Comme dans d’autres pays de l’Union européenne, l’extrême droite a progressé en Allemagne. L’AfD (Alternative für Deutschland) a obtenu 15,9 % des voix alors que la coalition au gouvernement n’a obtenu que 31 % (SPD 13,9 %, Verts 11,9 %, FDP 5,2 %). Les chrétiens-démocrates ont obtenu 30 %, le BSW (la scission de droite du parti Die Linke) 6,2 % et la Linke seulement 2,7 %.

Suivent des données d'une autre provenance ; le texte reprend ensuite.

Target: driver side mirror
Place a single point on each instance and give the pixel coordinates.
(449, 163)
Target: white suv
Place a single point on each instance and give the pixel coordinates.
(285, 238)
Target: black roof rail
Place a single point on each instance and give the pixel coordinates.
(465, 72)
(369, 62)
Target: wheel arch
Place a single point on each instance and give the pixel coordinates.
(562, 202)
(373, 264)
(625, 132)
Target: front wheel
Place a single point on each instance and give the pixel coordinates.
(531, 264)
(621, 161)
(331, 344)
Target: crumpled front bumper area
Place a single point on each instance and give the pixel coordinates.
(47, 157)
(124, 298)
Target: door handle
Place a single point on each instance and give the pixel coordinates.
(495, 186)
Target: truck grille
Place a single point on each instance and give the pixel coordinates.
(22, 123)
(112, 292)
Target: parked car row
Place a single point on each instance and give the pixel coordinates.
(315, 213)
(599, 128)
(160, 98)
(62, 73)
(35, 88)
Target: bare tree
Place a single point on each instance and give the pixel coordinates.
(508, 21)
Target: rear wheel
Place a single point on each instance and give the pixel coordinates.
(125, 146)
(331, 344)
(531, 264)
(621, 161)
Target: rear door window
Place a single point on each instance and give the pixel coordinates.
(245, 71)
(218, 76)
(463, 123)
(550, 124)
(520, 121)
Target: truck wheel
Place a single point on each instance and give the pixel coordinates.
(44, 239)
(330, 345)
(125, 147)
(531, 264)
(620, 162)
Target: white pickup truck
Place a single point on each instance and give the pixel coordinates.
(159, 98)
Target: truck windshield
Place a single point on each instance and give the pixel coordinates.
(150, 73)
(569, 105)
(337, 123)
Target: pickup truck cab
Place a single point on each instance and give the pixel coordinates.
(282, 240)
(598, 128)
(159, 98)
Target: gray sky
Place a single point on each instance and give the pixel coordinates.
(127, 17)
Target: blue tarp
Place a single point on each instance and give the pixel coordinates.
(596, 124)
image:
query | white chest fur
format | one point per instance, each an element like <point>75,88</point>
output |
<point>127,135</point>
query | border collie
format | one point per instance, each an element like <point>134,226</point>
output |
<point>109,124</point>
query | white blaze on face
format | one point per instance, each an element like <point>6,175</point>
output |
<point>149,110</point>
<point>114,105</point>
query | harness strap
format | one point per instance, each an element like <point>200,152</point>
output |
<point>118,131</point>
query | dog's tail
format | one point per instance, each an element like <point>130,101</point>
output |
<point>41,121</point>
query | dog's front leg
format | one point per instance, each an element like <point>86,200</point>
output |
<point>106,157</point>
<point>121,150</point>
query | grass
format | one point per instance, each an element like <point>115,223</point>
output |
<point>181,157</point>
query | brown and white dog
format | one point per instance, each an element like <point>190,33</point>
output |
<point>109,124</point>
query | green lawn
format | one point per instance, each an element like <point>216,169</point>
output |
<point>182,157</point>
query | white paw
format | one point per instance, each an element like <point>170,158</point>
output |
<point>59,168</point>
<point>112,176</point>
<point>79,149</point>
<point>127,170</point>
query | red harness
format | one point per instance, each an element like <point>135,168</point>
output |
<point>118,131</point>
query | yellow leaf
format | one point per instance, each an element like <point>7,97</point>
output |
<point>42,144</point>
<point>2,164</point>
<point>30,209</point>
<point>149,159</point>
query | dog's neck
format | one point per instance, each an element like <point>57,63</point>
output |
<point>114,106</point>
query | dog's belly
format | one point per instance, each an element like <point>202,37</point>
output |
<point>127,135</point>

Pourquoi les partis au gouvernement ont-ils perdu autant de voix et pourquoi l’AfD a-t-elle pu améliorer sa part de voix alors qu’elle a été récemment impliquée dans différents scandales ? La montée des partis de droite est l’expression d’une crise sociale profonde et de l’absence d’une force de gauche crédible, capable de mener des luttes et d’obtenir des victoires au moins partielles. En Allemagne, nous assistons depuis des années à un décalage flagrant entre la politique officielle et les grands médias qui la défendent, d’une part, et la situation de vie de larges couches de la population, d’autre part.
Politique d’austérité
Depuis plus de dix ans, des mesures sont prises pour protéger le climat. Bien qu’elles ne soient pas très efficaces, elles doivent avant tout être financées par la population. La coalition gouvernementale actuelle avait décidé de compenser ailleurs l’augmentation des taxes sur les énergies fossiles pour la population. Pour ce faire, le troisième « paquet d’allègement » a été annoncé en 2022, afin de soulager les citoyenEs de 65 milliards d’euros au total, mais rien de tout cela ne se produit. Cela ne discrédite évidemment pas seulement une politique écologique, mais fournit aussi des munitions précisément aux partis qui nient le changement climatique, l’AfD en tête.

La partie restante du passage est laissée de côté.